Arete, dalam filsafat Yunani Kuno, adalah konsep yang merujuk pada keunggulan atau kebajikan, yang mencerminkan pencapaian kualitas tertinggi dalam berbagai aspek kehidupan. Dalam pandangan filsuf seperti Plato, Arete adalah perwujudan kebajikan yang mencakup keadilan (justice), kebijaksanaan (prudence), keberanian (fortitude), dan pengendalian diri (temperance). Konsep ini tidak hanya fokus pada kesempurnaan individu, tetapi juga berorientasi pada kontribusi terhadap harmoni dalam masyarakat. Dalam konteks modern, Arete dapat diartikan sebagai prinsip moral dan profesionalisme yang menjadi landasan dalam berbagai bidang, termasuk audit perpajakan.
Pemeriksaan pajak adalah evaluasi yang dilakukan oleh otoritas pajak untuk memverifikasi apakah wajib pajak telah mematuhi kewajiban perpajakan yang ditetapkan. Dalam pemikiran Habermas, ruang publik adalah tempat di mana masyarakat dapat berpartisipasi dalam diskusi yang terbuka dan bebas untuk mencapai konsensus, terutama dalam pengambilan keputusan yang menyangkut kepentingan umum. Jika ruang publik ini diaplikasikan pada konteks perpajakan, masyarakat dapat lebih terlibat dalam pemahaman serta pengawasan kebijakan perpajakan.
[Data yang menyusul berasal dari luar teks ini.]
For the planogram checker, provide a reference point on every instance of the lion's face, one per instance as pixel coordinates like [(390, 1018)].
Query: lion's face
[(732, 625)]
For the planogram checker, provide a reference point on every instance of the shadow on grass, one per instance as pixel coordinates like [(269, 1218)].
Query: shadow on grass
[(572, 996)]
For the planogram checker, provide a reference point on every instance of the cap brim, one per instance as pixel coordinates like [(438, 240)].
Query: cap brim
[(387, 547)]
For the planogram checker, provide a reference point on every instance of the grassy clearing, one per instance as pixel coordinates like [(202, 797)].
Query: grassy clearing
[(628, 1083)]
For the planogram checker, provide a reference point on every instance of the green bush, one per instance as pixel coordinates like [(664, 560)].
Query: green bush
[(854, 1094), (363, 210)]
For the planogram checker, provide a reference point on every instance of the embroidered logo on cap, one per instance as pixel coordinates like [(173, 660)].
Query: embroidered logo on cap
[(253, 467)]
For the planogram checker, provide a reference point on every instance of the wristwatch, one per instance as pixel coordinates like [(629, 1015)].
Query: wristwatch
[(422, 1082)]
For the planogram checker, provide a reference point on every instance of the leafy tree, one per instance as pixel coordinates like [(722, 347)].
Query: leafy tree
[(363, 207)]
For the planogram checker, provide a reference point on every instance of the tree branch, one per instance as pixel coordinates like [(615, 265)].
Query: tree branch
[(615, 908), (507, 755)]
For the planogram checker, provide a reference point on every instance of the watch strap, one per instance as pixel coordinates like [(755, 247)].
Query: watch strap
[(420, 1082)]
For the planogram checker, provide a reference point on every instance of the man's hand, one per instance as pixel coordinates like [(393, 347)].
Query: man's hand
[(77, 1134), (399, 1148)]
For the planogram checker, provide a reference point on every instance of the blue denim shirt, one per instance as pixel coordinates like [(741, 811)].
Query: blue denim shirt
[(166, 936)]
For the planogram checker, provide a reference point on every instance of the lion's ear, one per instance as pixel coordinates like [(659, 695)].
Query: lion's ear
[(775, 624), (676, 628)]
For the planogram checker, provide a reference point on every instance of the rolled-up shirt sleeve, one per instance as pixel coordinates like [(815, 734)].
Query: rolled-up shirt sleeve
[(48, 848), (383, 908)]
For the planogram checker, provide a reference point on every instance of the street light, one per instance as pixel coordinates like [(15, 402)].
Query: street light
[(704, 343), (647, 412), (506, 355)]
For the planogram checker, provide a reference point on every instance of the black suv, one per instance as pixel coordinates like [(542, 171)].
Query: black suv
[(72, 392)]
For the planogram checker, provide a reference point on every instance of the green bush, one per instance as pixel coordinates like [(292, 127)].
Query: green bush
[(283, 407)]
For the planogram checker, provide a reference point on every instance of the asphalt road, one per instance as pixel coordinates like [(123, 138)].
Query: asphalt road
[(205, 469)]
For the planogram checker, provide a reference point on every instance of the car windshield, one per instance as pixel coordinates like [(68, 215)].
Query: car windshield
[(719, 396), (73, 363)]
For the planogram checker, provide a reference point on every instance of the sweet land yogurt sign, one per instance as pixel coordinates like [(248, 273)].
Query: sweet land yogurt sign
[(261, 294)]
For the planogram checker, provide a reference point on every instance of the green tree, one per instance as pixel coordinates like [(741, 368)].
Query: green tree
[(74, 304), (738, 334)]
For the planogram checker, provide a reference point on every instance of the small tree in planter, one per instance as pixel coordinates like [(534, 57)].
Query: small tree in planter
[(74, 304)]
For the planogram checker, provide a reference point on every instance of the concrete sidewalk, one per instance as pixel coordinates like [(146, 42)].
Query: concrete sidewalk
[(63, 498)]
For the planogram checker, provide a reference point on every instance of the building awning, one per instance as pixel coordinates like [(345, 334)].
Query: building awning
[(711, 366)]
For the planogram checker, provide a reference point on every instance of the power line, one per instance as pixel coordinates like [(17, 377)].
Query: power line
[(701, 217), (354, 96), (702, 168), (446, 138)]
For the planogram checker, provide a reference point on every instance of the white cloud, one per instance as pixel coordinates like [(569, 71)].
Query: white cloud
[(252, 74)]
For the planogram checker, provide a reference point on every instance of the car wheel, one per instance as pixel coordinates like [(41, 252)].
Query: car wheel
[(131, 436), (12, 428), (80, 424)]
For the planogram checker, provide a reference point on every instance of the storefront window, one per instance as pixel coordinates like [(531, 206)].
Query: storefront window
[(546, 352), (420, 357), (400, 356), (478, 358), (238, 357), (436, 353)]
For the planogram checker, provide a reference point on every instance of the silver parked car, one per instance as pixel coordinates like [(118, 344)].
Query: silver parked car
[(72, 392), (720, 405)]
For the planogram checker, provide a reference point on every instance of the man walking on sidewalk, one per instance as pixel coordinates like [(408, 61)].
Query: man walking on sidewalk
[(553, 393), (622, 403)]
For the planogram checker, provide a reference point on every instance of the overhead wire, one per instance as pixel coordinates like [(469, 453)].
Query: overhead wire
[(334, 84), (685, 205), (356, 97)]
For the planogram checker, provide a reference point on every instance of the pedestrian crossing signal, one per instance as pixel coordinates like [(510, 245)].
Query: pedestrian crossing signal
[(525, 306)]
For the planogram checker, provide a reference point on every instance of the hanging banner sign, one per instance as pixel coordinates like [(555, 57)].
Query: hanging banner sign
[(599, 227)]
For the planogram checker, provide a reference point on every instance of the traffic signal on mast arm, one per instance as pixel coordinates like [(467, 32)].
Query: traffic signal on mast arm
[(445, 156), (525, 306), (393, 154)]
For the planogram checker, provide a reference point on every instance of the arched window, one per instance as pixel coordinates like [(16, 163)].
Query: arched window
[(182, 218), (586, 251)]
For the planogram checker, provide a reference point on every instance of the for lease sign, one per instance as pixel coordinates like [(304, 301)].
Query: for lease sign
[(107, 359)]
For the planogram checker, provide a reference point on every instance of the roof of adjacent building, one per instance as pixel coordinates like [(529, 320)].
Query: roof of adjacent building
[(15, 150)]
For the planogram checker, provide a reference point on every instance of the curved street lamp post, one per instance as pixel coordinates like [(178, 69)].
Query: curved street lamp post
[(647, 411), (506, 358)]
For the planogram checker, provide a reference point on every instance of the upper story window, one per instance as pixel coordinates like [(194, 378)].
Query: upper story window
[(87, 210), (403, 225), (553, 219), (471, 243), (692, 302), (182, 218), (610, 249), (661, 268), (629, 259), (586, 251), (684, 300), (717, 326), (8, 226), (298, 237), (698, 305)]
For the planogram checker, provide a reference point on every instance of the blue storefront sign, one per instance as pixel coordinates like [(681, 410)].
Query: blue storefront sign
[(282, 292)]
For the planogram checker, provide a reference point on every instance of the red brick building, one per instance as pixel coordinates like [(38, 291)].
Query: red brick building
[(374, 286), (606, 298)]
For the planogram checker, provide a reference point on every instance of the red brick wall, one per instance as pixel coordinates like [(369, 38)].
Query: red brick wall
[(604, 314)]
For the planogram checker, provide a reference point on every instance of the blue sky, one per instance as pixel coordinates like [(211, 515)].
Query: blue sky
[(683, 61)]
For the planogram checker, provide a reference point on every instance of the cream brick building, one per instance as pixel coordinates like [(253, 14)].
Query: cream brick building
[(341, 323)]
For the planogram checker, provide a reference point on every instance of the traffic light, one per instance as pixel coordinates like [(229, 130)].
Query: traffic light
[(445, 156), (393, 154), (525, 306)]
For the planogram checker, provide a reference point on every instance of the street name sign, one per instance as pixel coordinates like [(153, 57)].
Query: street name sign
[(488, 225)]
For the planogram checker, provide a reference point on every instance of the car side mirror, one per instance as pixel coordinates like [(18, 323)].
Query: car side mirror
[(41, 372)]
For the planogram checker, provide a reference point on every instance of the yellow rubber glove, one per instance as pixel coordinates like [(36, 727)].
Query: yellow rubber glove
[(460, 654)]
Audit pajak merupakan alat penting untuk memastikan kepatuhan wajib pajak terhadap peraturan perpajakan, terutama di sektor-sektor strategis seperti pertambangan yang dikenal dengan kompleksitas dan karakteristik uniknya. Dalam hal ini, prinsip Arete menjadi pedoman etika bagi auditor untuk melaksanakan tugas dengan integritas, transparansi, dan objektivitas. Penerapan Arete membantu auditor dalam mengidentifikasi ketidaksesuaian, meminimalkan penghindaran pajak, dan memastikan optimalisasi penerimaan negara. Auditor yang berlandaskan prinsip ini dapat menilai risiko perpajakan dengan bijaksana, menghadapi tekanan eksternal dengan keberanian, serta menjaga keadilan dalam setiap keputusan yang diambil.
Sektor minyak dan gas bumi (migas) adalah salah satu pilar utama ekonomi Indonesia yang berkontribusi signifikan terhadap penerimaan negara. Hubungan antara sektor migas dan perpajakan mencakup berbagai aspek, mulai dari kewajiban perpajakan perusahaan migas hingga pengelolaan penerimaan negara yang berasal dari aktivitas hulu dan hilir migas. Â Namun, kontribusi pajak dari sektor ini sering kali dipengaruhi oleh dinamika global. Menteri Keuangan Sri Mulyani Indrawati mengungkapkan bahwa penerimaan pajak dari sektor pertambangan mengalami koreksi sebesar 39,4% pada kuartal pertama 2024, setelah sebelumnya mencatat pertumbuhan positif sebesar 72,3%. Pengelolaan sektor migas di Indonesia dilakukan melalui mekanisme Kontrak Bagi Hasil yang melibatkan pemerintah, Satuan Kerja Khusus Pelaksana Kegiatan Usaha Hulu Minyak dan Gas Bumi (SKK Migas), dan perusahaan kontraktor. Kompleksitas regulasi serta volatilitas harga minyak dunia menjadikan sektor ini rawan terhadap ketidaksesuaian pelaporan pajak dan penghindaran pajak, sehingga audit yang efektif menjadi kunci dalam memastikan kepatuhan perpajakan perusahaan migas.
1. Sistem Fiskal di Sektor Migas Indonesia
a. Production Sharing Contract (PSC)
Indonesia menggunakan sistem kontrak bagi hasil atau Production Sharing Contract (PSC) untuk mengelola sektor hulu migas. Dalam sistem ini:
- Pemerintah sebagai pemilik sumber daya migas memberikan hak eksplorasi dan eksploitasi kepada kontraktor migas (KKKS - Kontraktor Kontrak Kerja Sama).
- Kontraktor menanggung seluruh biaya eksplorasi dan produksi, namun mendapatkan bagian hasil produksi setelah dikurangi dengan biaya operasional (cost recovery atau skema gross split).
Evolusi PSC di Indonesia:
- Cost Recovery PSC: Kontraktor dapat mengklaim biaya operasi sebelum pembagian hasil produksi dengan pemerintah.
- Gross Split PSC (2017): Pembagian hasil langsung tanpa mekanisme penggantian biaya, dengan parameter tertentu yang memengaruhi porsi kontraktor dan pemerintah.